Depuis le début du siècle, dans la région métropolitaine de Recife (Pernambouc, Brésil), le panorama des groupes de maracatu-nation s'est consolidé et amplifié: présence confortée dans le champ culturel institutionnel, affirmation des dimensions religieuses (Xangô et Jurema) et communautaires, fierté revendicative des acteurs afro-descendants, évolution des pratiques genrées (accès des femmes aux percussions), développement parallèle des groupes amateurs musicalement inspirés par les maracatu-nation, et de nombreux travaux académiques … A une trentaine de km au nord de Recife, le Maracatu Estrela Brilhante de Igarassu a connu une évolution bien différente: porté par une lignée familiale ancienne, original et traditionaliste dans sa pratique musicale, sans lien objectif avec le champ religieux mais avec une forte pratique de coco associée, sans soutien institutionnel, il est resté isolé jusqu'au début des années 2000. A travers des éléments biographiques de Mestre Gilmar, maître du maracatu et du coco, nous suivrons et analyserons l'évolution du champ social et musical dans lequel il évolue depuis 2001: un espace social marqué par la domination et le racisme, le développement de stratégies individuelles, familiales et communautaires alors que la pratique du "maracatu" se développe de façon considérable sur le plan national (sud-est du Brésil) et international (Europe de l'ouest et du nord, entre autre). Nous analyserons comment Gilmar a négocié sa professionnalisation dans ces nouveaux espaces, tout en continuant d'accompagner, avec un fort discours éthique et moral, la pratique communautaire de son quartier.
J-Pierre Estival, membre du CREM (honoraire), a fait sa thèse d’ethnomusicologie (Nanterre/Rio de Janeiro) sur des musiques autochtones (Asurini do Xingu, Arara) d’Amazonie brésilienne. Il a fait sa carrière comme inspecteur à la Direction générale de la création artistique (Ministère de la culture), tout en continuant des recherches épisodiques dans le Chaco paraguayen (Ayoreo, Guarani-Ñandeva) et au Pernambouc.
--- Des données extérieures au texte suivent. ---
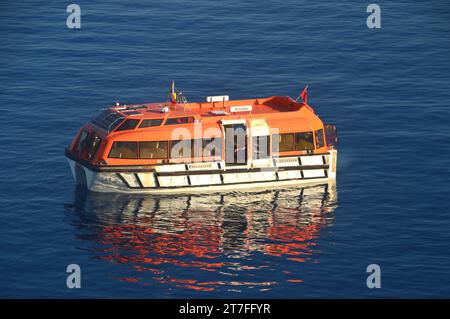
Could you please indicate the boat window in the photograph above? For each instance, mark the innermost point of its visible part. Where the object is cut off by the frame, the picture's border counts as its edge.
(124, 150)
(95, 146)
(150, 123)
(212, 147)
(182, 149)
(319, 139)
(82, 140)
(283, 142)
(304, 141)
(331, 135)
(156, 149)
(179, 120)
(128, 125)
(261, 147)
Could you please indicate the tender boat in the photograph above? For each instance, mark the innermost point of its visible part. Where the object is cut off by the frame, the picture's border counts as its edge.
(212, 146)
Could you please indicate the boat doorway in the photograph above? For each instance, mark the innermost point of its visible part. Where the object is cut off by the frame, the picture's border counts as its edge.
(235, 144)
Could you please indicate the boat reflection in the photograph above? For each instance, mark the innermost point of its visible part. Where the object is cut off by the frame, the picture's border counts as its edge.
(206, 242)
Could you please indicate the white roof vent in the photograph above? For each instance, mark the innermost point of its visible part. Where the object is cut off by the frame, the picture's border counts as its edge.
(217, 98)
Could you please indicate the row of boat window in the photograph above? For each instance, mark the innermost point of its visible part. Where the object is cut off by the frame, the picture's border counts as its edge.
(132, 123)
(289, 142)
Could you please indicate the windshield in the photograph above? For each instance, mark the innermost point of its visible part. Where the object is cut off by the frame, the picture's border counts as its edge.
(108, 120)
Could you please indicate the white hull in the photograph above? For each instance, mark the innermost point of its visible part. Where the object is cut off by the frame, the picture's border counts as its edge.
(211, 177)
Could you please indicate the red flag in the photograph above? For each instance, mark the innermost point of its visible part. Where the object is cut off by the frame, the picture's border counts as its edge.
(304, 95)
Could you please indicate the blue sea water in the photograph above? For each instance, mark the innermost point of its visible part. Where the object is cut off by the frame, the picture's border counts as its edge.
(387, 90)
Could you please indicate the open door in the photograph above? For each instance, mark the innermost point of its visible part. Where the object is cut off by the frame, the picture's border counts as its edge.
(235, 143)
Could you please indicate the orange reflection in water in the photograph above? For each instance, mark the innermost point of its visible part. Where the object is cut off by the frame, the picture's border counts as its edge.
(217, 237)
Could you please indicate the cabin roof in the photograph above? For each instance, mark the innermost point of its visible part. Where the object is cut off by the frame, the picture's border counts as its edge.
(270, 105)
Le séminaire du CREM (Centre de recherche en ethnomusicologie) a lieu un vendredi après-midi par mois. Chaque séance croise les travaux de plusieurs chercheurs et étudiants autour d'une thématique commune, liéa à l'anthropologie du son, de la musique ou de la danse. Les recherches en cours, les problèmes théoriques ou méthodologiques ainsi que les documents de terrain y sont privilégiés. La rencontre dure quatre heures (avec une pause !) et laisse une large place à la discussion.
La participation au séminaire est ouverte à tous. Les étudiant·e·s sont encouragé·e·s à y participer, en particulier à partir du Master.